Rachel heard full well the grim prognosis doctors shared on Wednesday’s phone call. But she also hears other callings, especially those of the God to whom she and her husband pray, side by side, each morning.
“We’ve had words of prophecy. Some of those prophecies haven’t came so far, so I have to stand on faith,” she says, coughing.
The Hughes’s family, their church, Fresh Wind International church, Solomon Temple and Denver’s community of pastors and civil rights leaders have rallied around the couple, leaving food at their doorstep, paying their rent and organizing community prayers for Big T via Facebook Live and conference calls.
In one of those prayers Thursday, Timothy Tyler, pastor of Shorter Community African Methodist Episcopal Church in Denver, asked God to “build a hedge around (their) household” and give Rachel “comfort and give her peace at a time when comfort and peace may not be so readily available.”

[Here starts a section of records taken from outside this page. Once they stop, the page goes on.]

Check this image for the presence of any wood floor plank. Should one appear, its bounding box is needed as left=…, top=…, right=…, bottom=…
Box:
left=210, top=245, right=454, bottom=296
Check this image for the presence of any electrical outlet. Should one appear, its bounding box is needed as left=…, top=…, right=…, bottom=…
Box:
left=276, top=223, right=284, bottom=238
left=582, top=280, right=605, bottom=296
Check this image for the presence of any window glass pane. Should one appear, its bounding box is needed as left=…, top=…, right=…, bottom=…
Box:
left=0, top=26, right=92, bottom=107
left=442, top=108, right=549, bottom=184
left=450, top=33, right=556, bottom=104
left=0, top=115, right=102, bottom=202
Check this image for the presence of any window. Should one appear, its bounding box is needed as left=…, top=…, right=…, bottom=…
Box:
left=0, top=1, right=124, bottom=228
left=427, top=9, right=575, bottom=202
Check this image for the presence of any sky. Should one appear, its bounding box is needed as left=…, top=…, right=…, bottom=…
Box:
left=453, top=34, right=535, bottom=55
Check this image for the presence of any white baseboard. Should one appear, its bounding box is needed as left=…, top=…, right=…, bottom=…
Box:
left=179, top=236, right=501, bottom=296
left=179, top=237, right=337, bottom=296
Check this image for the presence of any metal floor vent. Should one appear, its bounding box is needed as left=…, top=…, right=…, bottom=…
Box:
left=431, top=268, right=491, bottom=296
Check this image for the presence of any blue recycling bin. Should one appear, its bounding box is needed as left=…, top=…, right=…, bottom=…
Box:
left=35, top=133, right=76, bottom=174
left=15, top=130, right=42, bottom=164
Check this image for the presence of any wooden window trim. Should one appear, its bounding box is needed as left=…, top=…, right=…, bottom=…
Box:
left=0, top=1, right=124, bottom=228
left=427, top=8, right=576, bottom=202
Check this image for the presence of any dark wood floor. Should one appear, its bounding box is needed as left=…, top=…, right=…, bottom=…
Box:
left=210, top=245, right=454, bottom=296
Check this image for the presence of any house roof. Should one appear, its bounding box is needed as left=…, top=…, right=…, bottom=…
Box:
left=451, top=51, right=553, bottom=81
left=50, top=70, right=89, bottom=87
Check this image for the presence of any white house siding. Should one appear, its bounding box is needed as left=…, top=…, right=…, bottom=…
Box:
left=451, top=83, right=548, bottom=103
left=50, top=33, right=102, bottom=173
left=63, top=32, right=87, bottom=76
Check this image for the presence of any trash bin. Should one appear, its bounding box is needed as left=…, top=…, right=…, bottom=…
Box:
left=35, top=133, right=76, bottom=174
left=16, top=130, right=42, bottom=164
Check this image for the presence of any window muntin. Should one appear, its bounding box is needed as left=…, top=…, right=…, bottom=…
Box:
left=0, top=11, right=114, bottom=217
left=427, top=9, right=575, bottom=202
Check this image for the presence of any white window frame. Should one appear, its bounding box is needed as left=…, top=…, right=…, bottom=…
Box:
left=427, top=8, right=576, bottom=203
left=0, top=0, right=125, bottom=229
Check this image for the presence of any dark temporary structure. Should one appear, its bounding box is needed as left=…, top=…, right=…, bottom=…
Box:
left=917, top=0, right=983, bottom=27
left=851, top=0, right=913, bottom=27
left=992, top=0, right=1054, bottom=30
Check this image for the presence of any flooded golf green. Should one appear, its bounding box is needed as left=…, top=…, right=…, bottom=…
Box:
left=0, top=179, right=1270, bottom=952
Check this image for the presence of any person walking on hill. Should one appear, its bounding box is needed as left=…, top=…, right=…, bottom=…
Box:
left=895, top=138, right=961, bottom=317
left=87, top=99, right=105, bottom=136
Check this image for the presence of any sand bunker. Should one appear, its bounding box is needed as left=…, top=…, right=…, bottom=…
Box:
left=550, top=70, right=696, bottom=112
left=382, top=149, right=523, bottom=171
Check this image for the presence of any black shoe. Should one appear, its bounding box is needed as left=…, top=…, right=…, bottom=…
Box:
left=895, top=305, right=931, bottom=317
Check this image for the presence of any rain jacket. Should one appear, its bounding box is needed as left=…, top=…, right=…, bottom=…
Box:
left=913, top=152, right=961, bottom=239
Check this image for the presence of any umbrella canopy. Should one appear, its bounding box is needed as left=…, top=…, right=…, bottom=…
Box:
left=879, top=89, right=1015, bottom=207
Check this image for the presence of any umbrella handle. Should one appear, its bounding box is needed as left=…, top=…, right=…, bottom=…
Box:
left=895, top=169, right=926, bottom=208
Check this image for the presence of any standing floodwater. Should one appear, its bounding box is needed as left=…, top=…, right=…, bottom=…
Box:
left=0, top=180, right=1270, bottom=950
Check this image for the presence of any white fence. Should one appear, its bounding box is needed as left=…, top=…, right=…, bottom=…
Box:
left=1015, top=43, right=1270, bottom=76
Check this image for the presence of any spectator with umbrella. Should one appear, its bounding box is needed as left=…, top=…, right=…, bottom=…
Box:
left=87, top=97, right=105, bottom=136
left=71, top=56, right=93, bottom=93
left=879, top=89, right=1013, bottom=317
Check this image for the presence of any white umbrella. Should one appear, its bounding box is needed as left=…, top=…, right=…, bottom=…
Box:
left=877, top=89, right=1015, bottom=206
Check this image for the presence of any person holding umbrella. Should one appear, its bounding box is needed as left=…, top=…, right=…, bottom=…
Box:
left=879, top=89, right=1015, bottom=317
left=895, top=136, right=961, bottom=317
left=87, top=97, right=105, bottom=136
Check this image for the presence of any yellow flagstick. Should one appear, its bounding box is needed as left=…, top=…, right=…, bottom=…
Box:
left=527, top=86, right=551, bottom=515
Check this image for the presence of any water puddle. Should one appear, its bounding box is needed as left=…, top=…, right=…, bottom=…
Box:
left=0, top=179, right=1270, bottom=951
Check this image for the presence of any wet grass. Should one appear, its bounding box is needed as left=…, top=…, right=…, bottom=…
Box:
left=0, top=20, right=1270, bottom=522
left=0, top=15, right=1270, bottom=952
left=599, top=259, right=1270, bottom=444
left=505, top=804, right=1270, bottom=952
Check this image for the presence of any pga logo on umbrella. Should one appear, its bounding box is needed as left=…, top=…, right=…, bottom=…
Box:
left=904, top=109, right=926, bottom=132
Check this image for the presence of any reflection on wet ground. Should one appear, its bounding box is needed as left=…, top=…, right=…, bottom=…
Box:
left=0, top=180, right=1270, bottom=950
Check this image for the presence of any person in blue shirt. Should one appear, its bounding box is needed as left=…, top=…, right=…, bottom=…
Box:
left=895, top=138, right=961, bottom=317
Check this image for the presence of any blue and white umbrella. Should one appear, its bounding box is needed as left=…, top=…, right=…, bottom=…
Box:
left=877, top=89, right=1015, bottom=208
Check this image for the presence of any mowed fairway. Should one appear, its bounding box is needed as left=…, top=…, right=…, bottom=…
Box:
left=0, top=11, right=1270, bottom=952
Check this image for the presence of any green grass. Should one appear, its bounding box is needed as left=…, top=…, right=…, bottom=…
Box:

“We’re all just kind of hoping for a miracle,” adds Reginald C. Holmes, Big T’s co-pastor at New Covenant/Alpha Omega and a close family friend. “If anybody fights, he’ll fight. He’ll fight it to the end.”
As Holmes sees it, the quarantines required for people with COVID-19 present a particular kind of anguish he has never seen in three decades of ministering.
“The whole isolation of it all is incredibly sad,” he says. “Rachel has to deal with this alone, and he has to deal with this alone. And that’s probably the most troubling part of this.
“How do we deal with a grief process that doesn’t allow people passing nor their loved ones to be together and share that transition?”
Rachel is coping the best way she knows how. She has ended Big T’s state House campaign and is asking VA nurses to hold an iPad to his face or a cell phone to his ear each day “to say I love him, the whole family loves him, and not to worry because I’m ok, and that everybody is praying for him, and to just speak the word of God to him, speak blessings over him and speak some life into my sweetie.”
The hospital psychologist ended the phone call Wednesday assuring Rachel that the medical team will not give up on him.
“We are absolutely going to hold the hope with you for Big T,” she told her. “We will hold that hope and we will care for him with all the things that we have. Especially when you can’t be here yourself, we will be treating him with extra tenderness.”
“Ok,” Rachel said softly.
She hung up the phone, sat on her bed, and then, she said, she panicked and prayed and wept.
“I just cried and cried and cried.”
She cried for her sweetie and for herself. She cried for all the others whose hands most need holding just when they can’t be held.